Die Israelitische Religionsgemeinschaft Baden (IRG) wird für das Projekt 1,8 Millionen Euro aufbringen. Diese Gelder kommen über den Staatsvertrag mit dem Land Baden-Württemberg und zum Teil auch aus Kirchensteuermitteln. Desweiteren gewährt die IRG einen Kredit über 845 000 Euro und auch die Stadt Konstanz beteiligt sich mit 115 000 Euro an der Finanzierung. Außerdem stellt die Stadt das Grundstück, das mit einem Wert von 615 000 Euro beziffert wird, gratis zur Verfügung. So weit, so gut.

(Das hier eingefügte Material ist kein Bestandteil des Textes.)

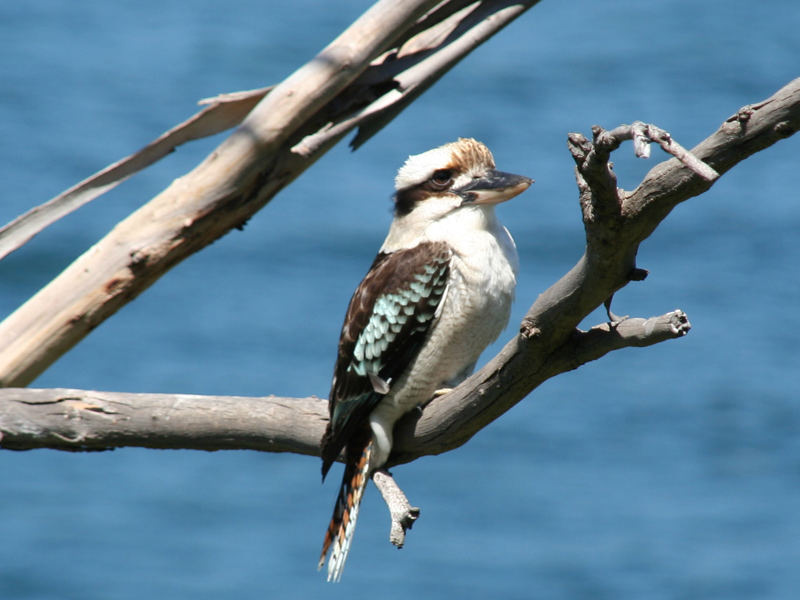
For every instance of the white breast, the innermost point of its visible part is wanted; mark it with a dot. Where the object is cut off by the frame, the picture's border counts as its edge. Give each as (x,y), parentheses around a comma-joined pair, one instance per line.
(474,311)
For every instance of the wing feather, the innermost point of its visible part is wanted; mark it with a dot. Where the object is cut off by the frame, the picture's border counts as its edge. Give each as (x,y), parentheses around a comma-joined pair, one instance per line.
(387,321)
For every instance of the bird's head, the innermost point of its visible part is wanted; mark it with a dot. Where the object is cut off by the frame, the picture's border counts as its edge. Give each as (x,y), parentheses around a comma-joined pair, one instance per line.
(459,174)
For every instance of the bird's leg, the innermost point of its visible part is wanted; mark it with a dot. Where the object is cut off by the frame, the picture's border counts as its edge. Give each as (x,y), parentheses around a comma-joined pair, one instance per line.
(403,514)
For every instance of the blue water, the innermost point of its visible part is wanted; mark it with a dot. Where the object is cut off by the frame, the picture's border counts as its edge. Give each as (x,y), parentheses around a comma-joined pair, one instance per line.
(666,472)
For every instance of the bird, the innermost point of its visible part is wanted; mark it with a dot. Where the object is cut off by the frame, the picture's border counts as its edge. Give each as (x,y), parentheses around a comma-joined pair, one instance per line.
(437,293)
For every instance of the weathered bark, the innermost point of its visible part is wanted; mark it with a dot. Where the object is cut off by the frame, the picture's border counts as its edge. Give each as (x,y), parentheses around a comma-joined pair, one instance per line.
(549,342)
(362,79)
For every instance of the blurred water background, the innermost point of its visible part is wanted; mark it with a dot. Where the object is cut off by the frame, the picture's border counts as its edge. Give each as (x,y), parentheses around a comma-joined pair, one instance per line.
(666,472)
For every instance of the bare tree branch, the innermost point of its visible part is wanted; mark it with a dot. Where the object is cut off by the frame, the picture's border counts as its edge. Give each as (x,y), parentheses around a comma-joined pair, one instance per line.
(263,155)
(549,342)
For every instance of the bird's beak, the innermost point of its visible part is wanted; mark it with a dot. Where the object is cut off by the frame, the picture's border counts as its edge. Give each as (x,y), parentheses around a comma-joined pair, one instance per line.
(493,188)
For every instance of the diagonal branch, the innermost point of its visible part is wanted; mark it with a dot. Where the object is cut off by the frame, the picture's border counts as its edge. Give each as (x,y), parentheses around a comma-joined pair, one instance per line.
(549,342)
(261,157)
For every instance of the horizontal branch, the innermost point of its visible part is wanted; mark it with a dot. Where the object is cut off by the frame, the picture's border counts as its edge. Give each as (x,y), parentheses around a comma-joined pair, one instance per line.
(66,419)
(548,343)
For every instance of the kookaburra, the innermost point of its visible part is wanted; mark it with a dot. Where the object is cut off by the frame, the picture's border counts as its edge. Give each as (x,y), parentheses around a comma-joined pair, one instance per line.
(437,294)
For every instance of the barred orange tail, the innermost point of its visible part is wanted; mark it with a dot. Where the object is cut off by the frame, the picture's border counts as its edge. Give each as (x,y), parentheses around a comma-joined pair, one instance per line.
(345,513)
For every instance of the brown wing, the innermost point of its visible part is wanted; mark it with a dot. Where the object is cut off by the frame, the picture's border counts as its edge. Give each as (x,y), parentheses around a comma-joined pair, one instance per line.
(387,321)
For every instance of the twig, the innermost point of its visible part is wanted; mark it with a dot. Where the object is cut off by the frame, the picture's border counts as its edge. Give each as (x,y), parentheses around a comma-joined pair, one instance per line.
(642,135)
(403,514)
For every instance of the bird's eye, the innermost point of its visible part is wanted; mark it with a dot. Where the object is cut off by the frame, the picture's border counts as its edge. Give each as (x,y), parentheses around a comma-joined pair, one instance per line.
(442,178)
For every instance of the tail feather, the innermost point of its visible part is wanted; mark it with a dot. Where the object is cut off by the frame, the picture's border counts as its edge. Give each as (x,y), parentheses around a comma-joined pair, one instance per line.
(345,513)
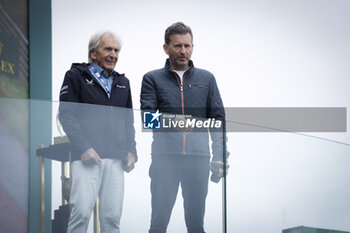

Mit dem Bau der Synagoge ist auch die Hoffnung verbunden, dass die Streitigkeiten zwischen der eher orthodoxen Israelitischen Kultusgemeinde Konstanz (IKG), die in den vergangenen Jahrzehnten maßgeblich von der Familie Nissenbaum geleitet wurde, und der als liberal geltenden Jüdischen Gemeinde Konstanz (JGK) endlich ein Ende finden. Die JGK hatte sich vor wenigen Jahren gegründet, weil deren Mitglieder sich von den jüdischen Traditionalisten um die Gebrüder Nissenbaum nicht zufriedenstellend vertreten fühlten. Von Machtmissbrauch war die Rede, von undurchsichtigen Geschäften und auch davon, dass die Familie Nissenbaum, so die Vorwürfe, die IKG nach Gutsherrenart führte und Glaubensfragen sehr oft mit wirtschaftlichen Interessen Hand in Hand gingen. Man stritt sich über lange Jahre vor Gerichten, es ging drunter und drüber. (seemoz berichtete mehrmals ausführlich).
Der Dachverband IRG plädiert schon seit längerem dafür, die beiden Konstanzer Gemeinden endlich wieder zusammen zu führen. Doch die gewünschte Einheitsgemeinde steht auf der Kippe. Zwar sprachen sich kürzlich zwei Drittel der Stimmberechtigten für eine Fusion der Gemeinden aus, aber die JGK stimmte fast einstimmig dagegen. Sie konnte sich nicht durchsetzen, da sich ein Großteil ihrer Mitglieder nicht an der Wahl beteiligte. Da die IKG-Mitglieder hingegen fast alle von ihrem Stimmrecht Gebrauch machten, gab es eine eindeutige Mehrheit für den Zusammenschluss.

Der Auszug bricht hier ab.